Compared to Extras—where scenes outside of work show the jaded Andy wearing lots of dark colours and the more optimistic Maggie wearing a brighter, more eclectic style—Scrubs has even fewer moments when the characters dress casually.
The trio occasionally hang out at home or go to the bar, but the bulk of the first two seasons sees JD, Turk, and Elliot confined to Sacred Heart, where donning their uniform is mandatory.
In a way, fixating on the casual clothes in these shows is like those Twilight/Elena Gilbert Core enthusiasts on TikTok a couple of months ago, welcoming the new school year in America with a more subdued colour palette and late 2000s/early 2010s silhouette. It’s obsessing over the mundane.

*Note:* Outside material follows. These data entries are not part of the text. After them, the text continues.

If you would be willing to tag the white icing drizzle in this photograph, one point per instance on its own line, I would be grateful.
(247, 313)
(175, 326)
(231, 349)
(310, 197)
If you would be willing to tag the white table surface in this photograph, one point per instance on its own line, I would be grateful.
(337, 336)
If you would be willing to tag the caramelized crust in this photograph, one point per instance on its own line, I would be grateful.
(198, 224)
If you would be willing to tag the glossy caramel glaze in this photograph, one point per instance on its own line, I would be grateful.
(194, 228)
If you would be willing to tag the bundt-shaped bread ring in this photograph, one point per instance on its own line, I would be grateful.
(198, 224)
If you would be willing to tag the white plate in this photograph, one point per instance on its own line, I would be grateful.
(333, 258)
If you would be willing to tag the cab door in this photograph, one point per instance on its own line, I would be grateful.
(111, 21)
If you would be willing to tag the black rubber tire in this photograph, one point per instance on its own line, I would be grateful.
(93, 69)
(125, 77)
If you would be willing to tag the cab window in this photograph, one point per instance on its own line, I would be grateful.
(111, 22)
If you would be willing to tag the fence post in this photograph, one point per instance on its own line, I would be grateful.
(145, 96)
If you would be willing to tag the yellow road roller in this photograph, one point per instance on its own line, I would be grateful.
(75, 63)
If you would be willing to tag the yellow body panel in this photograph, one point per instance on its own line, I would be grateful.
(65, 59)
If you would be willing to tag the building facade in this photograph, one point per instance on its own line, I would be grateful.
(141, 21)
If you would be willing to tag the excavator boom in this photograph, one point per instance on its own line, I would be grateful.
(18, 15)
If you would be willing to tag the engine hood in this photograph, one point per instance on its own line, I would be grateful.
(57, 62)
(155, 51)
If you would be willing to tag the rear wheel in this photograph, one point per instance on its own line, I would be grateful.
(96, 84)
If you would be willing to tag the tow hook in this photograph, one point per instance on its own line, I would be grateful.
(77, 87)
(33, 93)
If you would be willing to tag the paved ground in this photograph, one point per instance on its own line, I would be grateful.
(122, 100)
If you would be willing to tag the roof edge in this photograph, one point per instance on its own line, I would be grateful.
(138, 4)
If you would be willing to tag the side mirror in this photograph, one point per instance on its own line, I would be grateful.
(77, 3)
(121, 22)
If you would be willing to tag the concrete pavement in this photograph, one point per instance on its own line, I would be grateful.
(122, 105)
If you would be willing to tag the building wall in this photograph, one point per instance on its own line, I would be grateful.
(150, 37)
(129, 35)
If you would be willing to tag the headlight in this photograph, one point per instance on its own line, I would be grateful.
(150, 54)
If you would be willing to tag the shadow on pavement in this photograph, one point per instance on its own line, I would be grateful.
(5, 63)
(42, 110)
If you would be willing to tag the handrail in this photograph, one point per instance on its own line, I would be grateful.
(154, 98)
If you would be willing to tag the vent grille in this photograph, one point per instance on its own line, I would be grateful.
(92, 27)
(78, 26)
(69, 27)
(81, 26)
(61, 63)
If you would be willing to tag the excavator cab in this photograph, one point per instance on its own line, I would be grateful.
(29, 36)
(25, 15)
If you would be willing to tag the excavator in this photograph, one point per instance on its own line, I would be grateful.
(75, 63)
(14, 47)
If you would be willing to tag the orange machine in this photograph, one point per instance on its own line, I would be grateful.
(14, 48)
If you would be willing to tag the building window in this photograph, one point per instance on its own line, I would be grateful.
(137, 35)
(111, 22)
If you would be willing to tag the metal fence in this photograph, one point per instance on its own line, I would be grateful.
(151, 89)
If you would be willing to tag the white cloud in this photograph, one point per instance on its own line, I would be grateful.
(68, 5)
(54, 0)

These shows are effective time capsules and their costumes represent widespread fashions already worn by the target audience.
JD and Turk at the bar.
There are subtle differences in character styles, such as Maggie’s pink-purple beret (Extras) or Turk’s penchant for sporty casual wear (Scrubs).
Maggie’s beret is particularly special because it’s symbolic of something rarely seen on TV: characters actually reusing their clothes.
Too often, someone wears a great ensemble once and then discards it completely, repeating this cycle for the remainder of the series.
Every once in a while, a series like Mad Men (2007-2015) shows characters wearing the same items again, like Betty Draper’s blue swing coat.
Extras stands out in this regard by not pretending its characters have three walk-in wardrobes worth of fashionable items at home.
These are average people who aren’t in tune with all the latest trends, and they’re not so young anymore that they’ll be trying out super low-rise jeans anytime soon. The characters have casual, unglamorous outfits outside of work, but everything they wear when they’re on the clock is more striking.
JD (Braff), Turk (Faison) and Elliot (Chalke).
Scrubs establishes the different colours of the medical doctors (blue) and surgeons (green) while the nurses wear a variety of colours.
The characters in Extras get to have fun with plenty of film, TV and theatre costumes, while the Scrubs cast most often wear their work uniforms.
These ensembles contribute to the world-building, automatically communicating what the characters do for a living and establishing the situation at hand.
Extras is one of those shows you can binge over a weekend, including its feature-length Christmas special.
The episodes differ in quality depending on who’s guest-starring, but the strongest ones (such as Kate Winslet) are definitely worth exploring.
As for Scrubs, the two seasons discussed above are just the beginning. Although the ninth (and final) season is infamously bad, it’s a ton of fun to revisit its first eight.
Overall, these shows aren’t going to be used for fashion inspiration anytime soon, but the characters’ work clothes function as effective worldbuilding for the working environments of both sitcoms.